We stepped into the school, walked 20 feet to the intersection of two hallways & peered left and right. We weren’t going to go any farther. From nowhere, the blond enforcer appeared & made SURE we weren’t going any farther.

“What did I just tell you?” she yelled at my buddy. “Did you hear the words I said?” as if he was a middle school student rather than a 66-year-old alumni who graduated from this public, taxpayer-funded school before this woman was even born.

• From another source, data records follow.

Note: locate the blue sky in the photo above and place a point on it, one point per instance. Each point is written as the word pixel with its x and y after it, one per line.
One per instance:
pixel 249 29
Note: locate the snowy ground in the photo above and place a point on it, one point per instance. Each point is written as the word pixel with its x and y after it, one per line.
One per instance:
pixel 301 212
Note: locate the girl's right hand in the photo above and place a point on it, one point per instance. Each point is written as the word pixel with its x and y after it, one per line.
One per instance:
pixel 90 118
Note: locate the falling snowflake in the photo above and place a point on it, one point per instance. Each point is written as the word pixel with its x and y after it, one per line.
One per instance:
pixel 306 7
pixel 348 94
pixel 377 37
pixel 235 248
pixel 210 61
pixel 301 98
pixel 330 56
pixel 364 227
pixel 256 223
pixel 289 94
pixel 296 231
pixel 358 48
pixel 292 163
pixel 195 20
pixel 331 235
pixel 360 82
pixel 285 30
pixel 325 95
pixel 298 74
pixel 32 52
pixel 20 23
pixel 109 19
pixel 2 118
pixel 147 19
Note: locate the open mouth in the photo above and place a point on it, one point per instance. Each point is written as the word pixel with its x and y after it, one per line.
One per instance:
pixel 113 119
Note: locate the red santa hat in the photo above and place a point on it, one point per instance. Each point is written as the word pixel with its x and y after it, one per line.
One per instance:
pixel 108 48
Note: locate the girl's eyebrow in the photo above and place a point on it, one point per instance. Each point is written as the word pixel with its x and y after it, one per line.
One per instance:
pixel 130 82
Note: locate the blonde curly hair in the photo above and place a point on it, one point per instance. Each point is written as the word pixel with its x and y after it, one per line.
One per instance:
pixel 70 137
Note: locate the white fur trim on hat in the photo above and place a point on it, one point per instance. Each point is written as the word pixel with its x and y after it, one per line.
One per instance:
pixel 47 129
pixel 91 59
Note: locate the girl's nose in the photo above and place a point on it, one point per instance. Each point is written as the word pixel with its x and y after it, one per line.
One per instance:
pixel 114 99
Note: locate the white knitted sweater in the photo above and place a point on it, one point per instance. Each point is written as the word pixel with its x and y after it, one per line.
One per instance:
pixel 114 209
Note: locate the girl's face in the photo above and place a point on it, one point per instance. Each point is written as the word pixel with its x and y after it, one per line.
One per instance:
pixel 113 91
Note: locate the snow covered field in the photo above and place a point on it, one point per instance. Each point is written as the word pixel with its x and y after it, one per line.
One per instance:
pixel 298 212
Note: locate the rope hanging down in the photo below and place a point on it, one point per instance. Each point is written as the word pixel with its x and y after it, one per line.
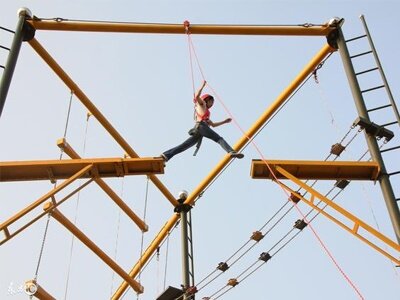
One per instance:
pixel 55 185
pixel 191 46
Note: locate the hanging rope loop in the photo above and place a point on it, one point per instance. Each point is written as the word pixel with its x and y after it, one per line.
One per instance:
pixel 186 23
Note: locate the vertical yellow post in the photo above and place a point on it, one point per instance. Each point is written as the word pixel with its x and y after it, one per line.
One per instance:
pixel 249 134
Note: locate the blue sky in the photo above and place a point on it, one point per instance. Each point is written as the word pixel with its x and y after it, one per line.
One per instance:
pixel 143 85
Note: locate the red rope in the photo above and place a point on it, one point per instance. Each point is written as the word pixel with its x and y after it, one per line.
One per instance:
pixel 330 255
pixel 187 24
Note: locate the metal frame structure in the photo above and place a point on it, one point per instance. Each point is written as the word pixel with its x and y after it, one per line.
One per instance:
pixel 329 30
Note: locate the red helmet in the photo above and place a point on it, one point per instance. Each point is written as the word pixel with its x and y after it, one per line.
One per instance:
pixel 206 96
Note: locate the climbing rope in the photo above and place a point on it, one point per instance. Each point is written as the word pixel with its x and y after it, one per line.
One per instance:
pixel 71 250
pixel 142 240
pixel 54 185
pixel 251 140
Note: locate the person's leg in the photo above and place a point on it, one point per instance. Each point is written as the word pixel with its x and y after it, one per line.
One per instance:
pixel 207 132
pixel 190 142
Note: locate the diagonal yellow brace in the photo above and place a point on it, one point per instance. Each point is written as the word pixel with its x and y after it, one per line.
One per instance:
pixel 96 113
pixel 9 235
pixel 308 69
pixel 357 223
pixel 49 207
pixel 26 210
pixel 62 143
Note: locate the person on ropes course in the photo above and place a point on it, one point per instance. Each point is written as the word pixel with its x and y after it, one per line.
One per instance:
pixel 203 103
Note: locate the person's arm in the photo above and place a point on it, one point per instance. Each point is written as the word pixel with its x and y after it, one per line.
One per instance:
pixel 197 97
pixel 216 124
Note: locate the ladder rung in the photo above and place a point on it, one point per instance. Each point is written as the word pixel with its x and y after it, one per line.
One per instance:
pixel 388 124
pixel 394 173
pixel 379 107
pixel 372 89
pixel 356 38
pixel 390 149
pixel 367 71
pixel 361 54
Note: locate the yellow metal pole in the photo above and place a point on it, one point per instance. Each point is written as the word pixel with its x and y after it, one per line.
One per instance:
pixel 9 236
pixel 49 207
pixel 147 254
pixel 62 143
pixel 309 68
pixel 295 30
pixel 42 199
pixel 96 113
pixel 33 289
pixel 357 222
pixel 250 133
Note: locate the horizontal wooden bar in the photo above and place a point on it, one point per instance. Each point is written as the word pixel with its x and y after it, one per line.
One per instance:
pixel 67 25
pixel 324 170
pixel 60 169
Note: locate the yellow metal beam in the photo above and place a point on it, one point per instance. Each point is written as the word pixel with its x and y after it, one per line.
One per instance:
pixel 295 30
pixel 309 68
pixel 56 214
pixel 328 170
pixel 35 290
pixel 62 143
pixel 355 223
pixel 60 169
pixel 96 113
pixel 4 226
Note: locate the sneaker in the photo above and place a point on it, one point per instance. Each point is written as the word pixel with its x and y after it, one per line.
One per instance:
pixel 235 154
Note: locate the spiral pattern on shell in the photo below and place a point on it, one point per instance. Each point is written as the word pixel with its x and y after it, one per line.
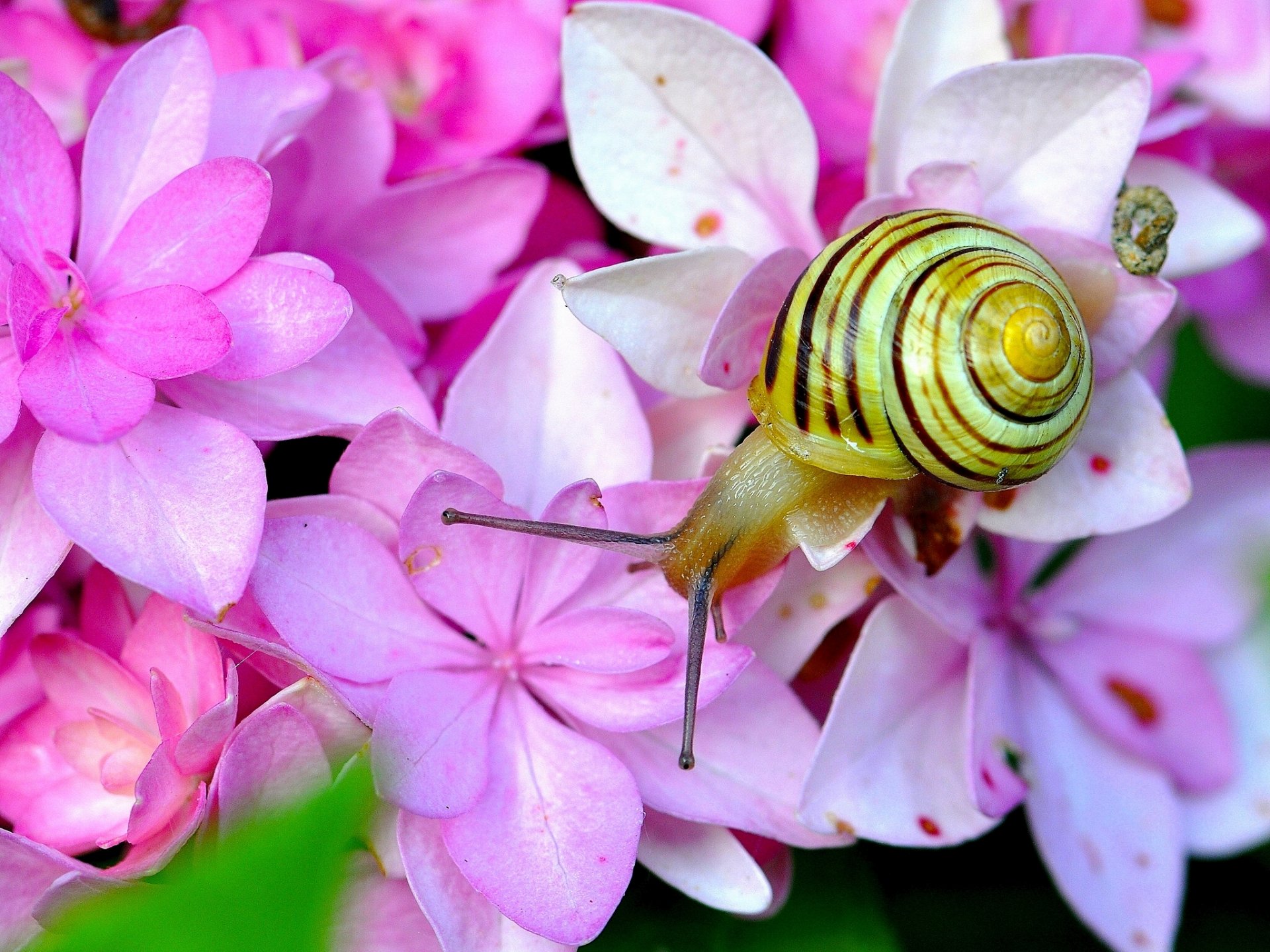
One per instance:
pixel 927 341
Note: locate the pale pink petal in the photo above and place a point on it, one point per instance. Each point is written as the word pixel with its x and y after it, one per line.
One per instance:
pixel 280 317
pixel 254 111
pixel 1152 697
pixel 341 599
pixel 659 312
pixel 1238 816
pixel 347 384
pixel 177 505
pixel 160 332
pixel 378 914
pixel 196 230
pixel 1195 576
pixel 553 840
pixel 639 699
pixel 556 568
pixel 1108 825
pixel 190 659
pixel 705 863
pixel 32 546
pixel 1049 139
pixel 273 759
pixel 37 196
pixel 935 40
pixel 431 744
pixel 75 389
pixel 464 920
pixel 803 608
pixel 437 243
pixel 753 748
pixel 469 574
pixel 545 402
pixel 603 640
pixel 734 351
pixel 386 460
pixel 671 164
pixel 1122 312
pixel 1214 228
pixel 27 871
pixel 996 735
pixel 893 763
pixel 77 677
pixel 1126 469
pixel 150 126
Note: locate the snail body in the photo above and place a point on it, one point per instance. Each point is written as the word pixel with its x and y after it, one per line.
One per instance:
pixel 925 342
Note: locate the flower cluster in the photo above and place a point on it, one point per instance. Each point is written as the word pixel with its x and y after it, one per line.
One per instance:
pixel 230 224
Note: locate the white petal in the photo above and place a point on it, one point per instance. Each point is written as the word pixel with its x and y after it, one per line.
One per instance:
pixel 686 135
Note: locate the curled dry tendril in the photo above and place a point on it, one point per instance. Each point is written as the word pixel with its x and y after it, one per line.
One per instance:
pixel 1140 228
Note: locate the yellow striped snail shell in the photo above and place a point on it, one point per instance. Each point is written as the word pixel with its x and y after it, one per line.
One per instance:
pixel 925 342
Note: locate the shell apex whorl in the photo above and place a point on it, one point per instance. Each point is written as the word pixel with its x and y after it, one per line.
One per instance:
pixel 927 342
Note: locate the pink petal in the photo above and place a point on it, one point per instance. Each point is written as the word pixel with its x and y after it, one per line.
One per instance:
pixel 1122 312
pixel 935 40
pixel 160 332
pixel 464 920
pixel 639 699
pixel 347 384
pixel 163 790
pixel 341 599
pixel 431 744
pixel 280 318
pixel 1214 228
pixel 659 312
pixel 437 243
pixel 894 760
pixel 1126 469
pixel 196 230
pixel 77 677
pixel 1234 819
pixel 1194 576
pixel 558 568
pixel 1108 826
pixel 32 546
pixel 553 840
pixel 802 611
pixel 705 863
pixel 37 196
pixel 695 169
pixel 444 562
pixel 175 505
pixel 996 735
pixel 253 111
pixel 273 759
pixel 736 347
pixel 753 748
pixel 75 389
pixel 1152 697
pixel 150 126
pixel 545 402
pixel 385 460
pixel 1049 139
pixel 601 640
pixel 27 871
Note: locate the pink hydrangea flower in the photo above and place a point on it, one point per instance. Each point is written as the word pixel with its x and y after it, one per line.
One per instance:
pixel 1124 703
pixel 127 728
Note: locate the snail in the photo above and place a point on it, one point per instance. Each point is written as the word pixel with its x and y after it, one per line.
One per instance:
pixel 926 341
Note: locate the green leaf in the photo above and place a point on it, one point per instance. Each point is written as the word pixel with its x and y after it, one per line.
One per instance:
pixel 835 906
pixel 1206 403
pixel 270 887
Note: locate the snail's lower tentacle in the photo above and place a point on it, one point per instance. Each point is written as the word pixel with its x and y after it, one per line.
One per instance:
pixel 1140 228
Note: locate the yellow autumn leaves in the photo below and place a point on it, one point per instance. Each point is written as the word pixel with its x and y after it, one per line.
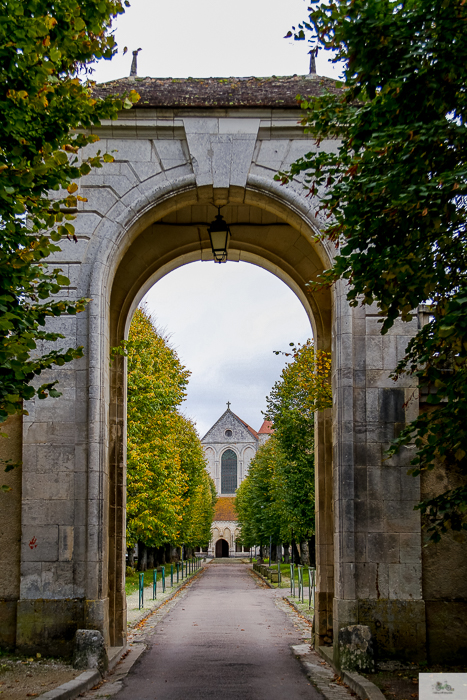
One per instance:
pixel 170 495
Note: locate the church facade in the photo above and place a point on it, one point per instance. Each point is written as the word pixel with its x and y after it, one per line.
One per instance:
pixel 229 447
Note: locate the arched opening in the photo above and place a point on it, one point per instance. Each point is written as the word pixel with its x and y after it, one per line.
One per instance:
pixel 228 472
pixel 222 549
pixel 266 232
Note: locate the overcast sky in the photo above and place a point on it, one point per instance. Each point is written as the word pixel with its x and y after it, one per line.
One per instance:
pixel 225 321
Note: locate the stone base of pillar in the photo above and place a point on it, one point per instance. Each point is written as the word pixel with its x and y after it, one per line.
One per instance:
pixel 323 619
pixel 49 626
pixel 398 626
pixel 8 624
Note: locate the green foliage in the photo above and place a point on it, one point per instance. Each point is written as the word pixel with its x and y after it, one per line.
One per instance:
pixel 277 497
pixel 394 194
pixel 169 492
pixel 44 46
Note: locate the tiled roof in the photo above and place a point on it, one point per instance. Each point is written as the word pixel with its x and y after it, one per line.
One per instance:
pixel 224 509
pixel 266 428
pixel 220 92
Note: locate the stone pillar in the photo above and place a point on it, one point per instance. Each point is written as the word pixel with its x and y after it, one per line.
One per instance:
pixel 377 536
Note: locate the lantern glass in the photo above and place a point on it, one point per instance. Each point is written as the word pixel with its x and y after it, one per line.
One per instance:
pixel 219 234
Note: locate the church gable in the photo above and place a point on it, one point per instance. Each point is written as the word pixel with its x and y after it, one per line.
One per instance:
pixel 230 429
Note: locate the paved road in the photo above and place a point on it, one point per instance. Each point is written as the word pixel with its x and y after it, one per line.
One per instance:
pixel 226 640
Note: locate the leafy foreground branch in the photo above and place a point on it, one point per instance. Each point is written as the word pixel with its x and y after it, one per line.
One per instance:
pixel 44 47
pixel 170 495
pixel 277 498
pixel 394 196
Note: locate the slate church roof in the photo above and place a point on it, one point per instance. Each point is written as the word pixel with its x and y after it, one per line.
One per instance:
pixel 242 432
pixel 225 509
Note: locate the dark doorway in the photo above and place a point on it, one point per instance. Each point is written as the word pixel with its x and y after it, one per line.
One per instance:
pixel 222 549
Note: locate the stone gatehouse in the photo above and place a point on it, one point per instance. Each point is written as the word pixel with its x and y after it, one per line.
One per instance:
pixel 186 148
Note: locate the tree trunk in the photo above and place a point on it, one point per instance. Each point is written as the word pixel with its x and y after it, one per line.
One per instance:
pixel 305 552
pixel 159 556
pixel 142 556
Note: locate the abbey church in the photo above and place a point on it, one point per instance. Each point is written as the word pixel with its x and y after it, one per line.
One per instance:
pixel 229 446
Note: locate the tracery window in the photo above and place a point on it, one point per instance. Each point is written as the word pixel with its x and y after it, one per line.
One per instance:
pixel 229 472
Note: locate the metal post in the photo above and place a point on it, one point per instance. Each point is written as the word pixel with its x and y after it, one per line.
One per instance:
pixel 141 592
pixel 278 552
pixel 300 581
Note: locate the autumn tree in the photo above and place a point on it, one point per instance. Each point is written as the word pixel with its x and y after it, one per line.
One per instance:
pixel 277 497
pixel 169 492
pixel 46 101
pixel 394 198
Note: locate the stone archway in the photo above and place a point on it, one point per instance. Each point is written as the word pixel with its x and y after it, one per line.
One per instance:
pixel 177 237
pixel 222 549
pixel 146 215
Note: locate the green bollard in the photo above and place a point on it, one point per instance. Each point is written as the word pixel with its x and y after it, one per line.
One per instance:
pixel 141 592
pixel 292 580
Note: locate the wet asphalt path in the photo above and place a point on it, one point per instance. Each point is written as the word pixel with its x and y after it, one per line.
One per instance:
pixel 224 640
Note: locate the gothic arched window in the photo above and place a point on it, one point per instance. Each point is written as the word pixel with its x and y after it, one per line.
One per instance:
pixel 229 472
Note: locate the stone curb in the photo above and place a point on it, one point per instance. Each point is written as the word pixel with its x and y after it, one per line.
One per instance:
pixel 364 688
pixel 88 679
pixel 69 691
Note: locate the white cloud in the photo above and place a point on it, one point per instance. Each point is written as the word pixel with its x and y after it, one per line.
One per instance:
pixel 211 38
pixel 225 321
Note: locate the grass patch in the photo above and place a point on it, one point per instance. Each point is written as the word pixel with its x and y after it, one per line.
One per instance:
pixel 132 580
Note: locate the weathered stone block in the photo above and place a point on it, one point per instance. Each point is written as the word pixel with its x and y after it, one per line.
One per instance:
pixel 356 648
pixel 90 651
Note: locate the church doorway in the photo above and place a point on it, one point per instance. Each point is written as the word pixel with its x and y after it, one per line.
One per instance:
pixel 222 549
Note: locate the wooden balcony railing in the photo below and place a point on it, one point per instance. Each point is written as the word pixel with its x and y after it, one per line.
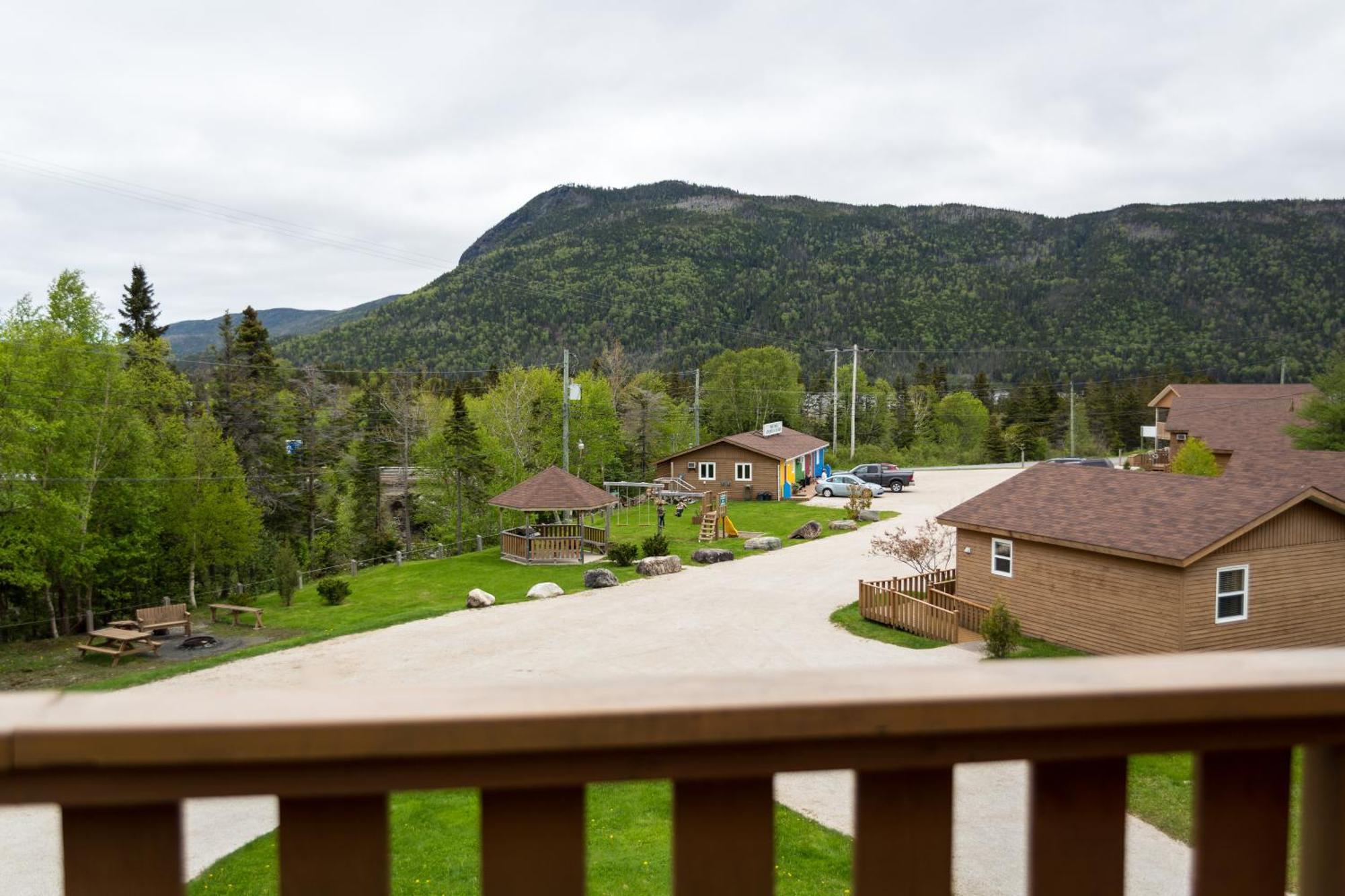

I shook my head, walked back to the exit & was greeted by a friendly teacher who asked me to hold her folders while she rearranged packages to get through the door I held open for her. She had no idea Blond Tyrant was creating an unnecessary scene 20 feet away. Life was friendly & cooperative in everyone else’s world.

The world is sprinkled with neighborhood tyrants just waiting for a scrap of authority to lord over others. To them, policy, procedure, authority & liability mitigation are all more important concepts than kindness, common sense & assisting others. Anyone who has experienced bad customer service has experienced neighborhood tyrants monkey-hammering them with company policy.

The covid situation has starkly revealed thousands of these neighborhood tyrants are spread throughout our communities.

I define “Neighborhood Tyrants” as small-minded, non-thinking, heartless people, all-to-happy to “obey orders,” even if those orders are irrational or illegal & spray grave injustices in all directions.

If the global cabal ever succeeds with its goal of total domination & tyranny, it’ll be because these small neighborhood tyrants gleefully, unquestionly did what they were told.

My memories of that school have now been forever tainted by that shallow, sub-par woman, who refused to make the slightest accommodation, for something that was obviously not even a real problem.

But the negative situation did sharpen my clarity on an important point.

At every possible opportunity, NEVER ask for permission. Just do it.